But now it’s possible to do both: the party and the robe. Take a tip from London, where the garment is still properly known as a dressing gown and where rarefied makers such as New & Lingwood and Budd cut princely examples from sumptuous silk paisleys, printed velvets and grey windowpane flannels. And, befitting its new address at 36 Savile Row, Daniel Hanson offers both ready-to-wear and bespoke dressing gowns in a range of sumptuous materials, including contrast-facing cashmere and silk jacquard—perfect for a rakish approach to creative black tie.
For his own eveningwear rotation, Mickael Korausch, founder of La Bowtique Bowties, prefers velvet versions in a shorter, above-the-knee length paired with tartan trousers or the bottom half of an existing tuxedo. He’s cognisant, though, that the look won’t fly everywhere.
“I wouldn’t wear a gown and tartan trousers to the Pall Mall in one of the traditional clubs,” the London-based clothier says, calling the look “something for between friends”. Translation: it’s the ideal host garb for your own get-together, simultaneously sharp and roguishly laid-back—something Noël Coward would throw on to mix Bloody Marys for those guests still remaining the morning after a particularly bacchanalian bash.
Not that the English are having all the fun. In New York, Paul Stuart continues to craft stately robes on the premises of its Madison Avenue flagship. “Our Made on Madison robes feature special construction that’s closer to a suit than a typical robe,” says creative director Ralph Auriemma. “Custom cashmere-suiting fabrics and silk finishes in lieu of your typical terry or cotton elevate our robes beyond loungewear.”

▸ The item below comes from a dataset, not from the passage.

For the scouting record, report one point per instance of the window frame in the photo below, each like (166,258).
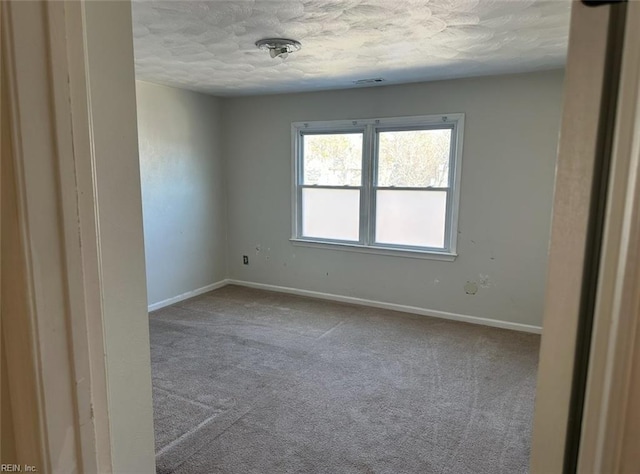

But rocking a robe “beyond loungewear” requires the attitude to match—especially if you’re wearing the look anywhere outside your front door. “There needs to be a certain shamelessness in putting on the robe and showing that you take leisure so seriously that you have garments dedicated to it beyond grey sweatpants,” says style writer and robe aficionado Zachary Weiss. “Once you get over that, it just depends on how shameless you’re willing to be.”
Your mileage will vary, of course, but if you’re searching for a fail-safe way to experiment with the look without going full Julian Schnabel, try a sufficiently robust robe worn as outerwear. Gownsmith co-founder Tom Beecroft points to the polo coat, a loose, belted garment originally worn by players between chukkas, which served as the inspiration behind the English maker’s “outer gowns”, similarly unstructured and self-belted but available in substantial woollens or camel hair. Meanwhile, its “cardigowns” ditch the lapels and crop the length for a sweater-like utility.
“The whole idea of Gownsmith is for people to feel at home,” Beecroft says. “That’s not just lounging on your sofa, but a comfort that can be found in great materials being draped around you wherever you are.” In other words, home is where the robe is.